Mascagni Grand Opera Under the Management of Mittenthal Bros. and S. S. Kronberg Souvenir Libretto




Published by F. Rullman Theatre Ticket Office 111 Broadway New York

The Only Correct & Authorized Edition

Weber Pianos Used Exclusively



ZANETTO Mezzo Soprano.

SILVIA Soprano.


Silvia is the rich and beautiful hostess of a country hotel, who has been besieged by lovers of almost every description, she repulses them all, because although they may be well to do and even wealthy and powerful, they have not pleased her fancy or awakened her heart. At last she forswears love entirely, being convinced that her destiny is to remain single.

Still, she remembers a youth she once saw, and believes that he lives near by, in Florence, toward which city she idly looks out in the summer evening from the veranda of her hotel, placed on the side of a steep mountain.

As she looks she hears the voice of a roving minstrel who is approaching. She conceals herself. He comes near, and not venturing to enter the hotel, lies down to sleep on a bench. He is soon asleep; and Silvia comes near to see him. She recognizes in him her ideal; and at once loves him. She wakes him up, and he sees in her the madonna of his dreams.

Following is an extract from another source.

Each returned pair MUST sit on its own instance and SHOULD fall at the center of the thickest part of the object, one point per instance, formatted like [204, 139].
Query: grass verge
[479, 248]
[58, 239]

He is fond of his freedom, and of his own way of living; but thinks it would be nice to have a home, and a sister. This does not suit Silvia; who then conceals her identity; and says that she is a widow, and very poor; and cannot possibly entertain a wandering poet. After several refusals, he tells her that he has heard of Silvia, who is also beautiful, as well as rich, and liberal. He asks his newly beloved to help him find her. She advises him not to go, that she would do anything to save him from his danger. Although both love each other she is unwilling to let herself be known. He believes in her sincerity; and offers to go in any direction she may point out. She points toward the dawn; he dashes toward it; she watches him till out of sight; then burying her face in her hands exclaims:

Blessed art thou, O Love! Now can I weep again!

The allegorical sense of the plot is that the sweet minstrel, love, comes once; and if not frankly and honestly received, he goes away; and may never come again. Another is, that true love is willing to sacrifice itself in order that its ideal may achieve its high ambition.



Silvia, alone.

(Silvia, draped in white, leans on the balcony and contemplates the surrounding country).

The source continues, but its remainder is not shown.